Showing posts with label when to use SOA. Show all posts
Showing posts with label when to use SOA. Show all posts

Jun 9, 2007

When to decouple?

It is quite modern nowadays to decouple things. One project in USA to deal one business requirement, another in Pakistan to deal with some other business requirement and one more in Romania and one more in Bulgaria...

Is it so good indeed to decouple single project into Web services and make them talk each other?

Well I think as most things in this life decoupling has its advantages and disadvantages.

I nearly lost my mental health becouse of an xslt to transform an xml document to another xml document so it can be sent from a system we are developing to a system, which provides document printing. Does it worth to write 14, 000 lines of xslt code only to print a document? Well, depends on the viewpoint. First of all decoupling minimizes
the development efforts in the corporation, by splitting it into development efforts in two or more corporations. That's good #1. Second - it can save years of gathering data (a good example are the credit providers in the USA, they have information you can hardly obtain other way but using their (paid) services). That's good #2.
The support is done by the other party, you don't need to care about it. That's good #3.
The other good thing is that there's always someone else to blame for something not working ;). That's joke ofcourse. The truth is that if your code doesn't work - you'll lose your clients. That's the simple truth about any business.

Now let's turn our attention on the disadvantages the SOA and decoupling may bring to you. The first and one of the biggest disadvantages is that YOU ARE DEPENDING ON SOMEONE ELSE. Any technical problem on their side will affect your side and what's worse - it will also affect your customers. And what is even worse- it will (in most cases) harm your reputation, not the reputation of the party that made the mistake (so be careful about what are you writing in the error messages the customer will see on other party fail;). Yeah, I mean it. You shouldn't accept the other party guilt as yours, if they could delivered it to you, you would have delivered it to the client, right? So instead of writing :
"Error, we have a problem"
write :
"Error, our partner have a problem."
Other big disadvantage is that while developing your side code you are facing a black box. You don't know what's happening in this black box and why it is responding in the way it does. You can only trust the documentation you may have. But is everything in it? No, I don't think so. Especially for complex services some small things are always missing and you need to either figure them out (which costs a lot of money for pills) or contact the other party and wait so they can clear the problem and document it.
I remember once I faced great problems with a web service which simply refuses to return any response. Only some simple empty xml document. Finally we figured out with my colleagues it needed two spaces in the begining of the document. I remember I wanted to swim from Bulgaria to USA to ask the guys who developed this thing to show me how would the request the document. The development dificulties, however are not a great obstacle, becouse once passed, they won't worry you anymore. But there is one more disadvantage which will remain - the transportation of the data. In order to get response from a third party service you need to send it request (this request is transported over the Internet), the service needs time to process it and then it returns you the request (which is also transported over the Internet). Then you may do something with this request and send response to the client (which is also done over the Internet). So instead one response / request pairs, you will have two. That's 100% bandwidth growth. It isn't something you can live with.

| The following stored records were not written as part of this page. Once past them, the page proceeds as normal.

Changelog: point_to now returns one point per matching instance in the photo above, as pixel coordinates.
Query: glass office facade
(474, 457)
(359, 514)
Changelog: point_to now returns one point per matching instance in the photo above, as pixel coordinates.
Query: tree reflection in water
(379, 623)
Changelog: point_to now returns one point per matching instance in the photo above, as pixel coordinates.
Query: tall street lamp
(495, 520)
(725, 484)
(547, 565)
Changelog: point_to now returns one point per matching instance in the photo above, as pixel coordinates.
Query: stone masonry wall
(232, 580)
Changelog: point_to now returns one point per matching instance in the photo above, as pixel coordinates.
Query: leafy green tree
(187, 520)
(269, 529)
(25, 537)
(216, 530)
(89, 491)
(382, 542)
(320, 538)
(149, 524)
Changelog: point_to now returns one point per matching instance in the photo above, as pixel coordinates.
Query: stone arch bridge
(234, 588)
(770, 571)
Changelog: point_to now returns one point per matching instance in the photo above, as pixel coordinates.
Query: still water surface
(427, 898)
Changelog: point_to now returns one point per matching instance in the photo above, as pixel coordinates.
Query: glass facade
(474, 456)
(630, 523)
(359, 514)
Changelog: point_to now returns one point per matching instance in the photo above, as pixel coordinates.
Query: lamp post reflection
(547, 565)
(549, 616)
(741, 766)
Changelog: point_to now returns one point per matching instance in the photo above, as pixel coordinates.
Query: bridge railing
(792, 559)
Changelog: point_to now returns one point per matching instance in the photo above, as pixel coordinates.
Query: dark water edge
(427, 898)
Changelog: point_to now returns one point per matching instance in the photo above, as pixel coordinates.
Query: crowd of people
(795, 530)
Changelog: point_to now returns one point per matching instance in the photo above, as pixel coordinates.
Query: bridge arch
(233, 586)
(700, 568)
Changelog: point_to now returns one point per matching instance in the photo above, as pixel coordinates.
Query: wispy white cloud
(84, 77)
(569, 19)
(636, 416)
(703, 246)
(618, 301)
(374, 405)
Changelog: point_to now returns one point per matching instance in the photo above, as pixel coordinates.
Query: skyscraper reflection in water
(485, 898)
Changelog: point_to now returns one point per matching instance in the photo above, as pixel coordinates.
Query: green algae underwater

So the question remains. When should we use decoupling and SOA (I mean services, provided by third parties)?

I think it is a good choice to use third party services when you need some sort of information which is hard to obtain or may require too much time and which someone already have (credit reports in USA are good example, I think). You also may consider using SOA for services which will require a lot of time for development and which are already developed by third parties. For simple services - I think it is better to develope them on your own, so you don't waste too much bandwidth and depend on other parties.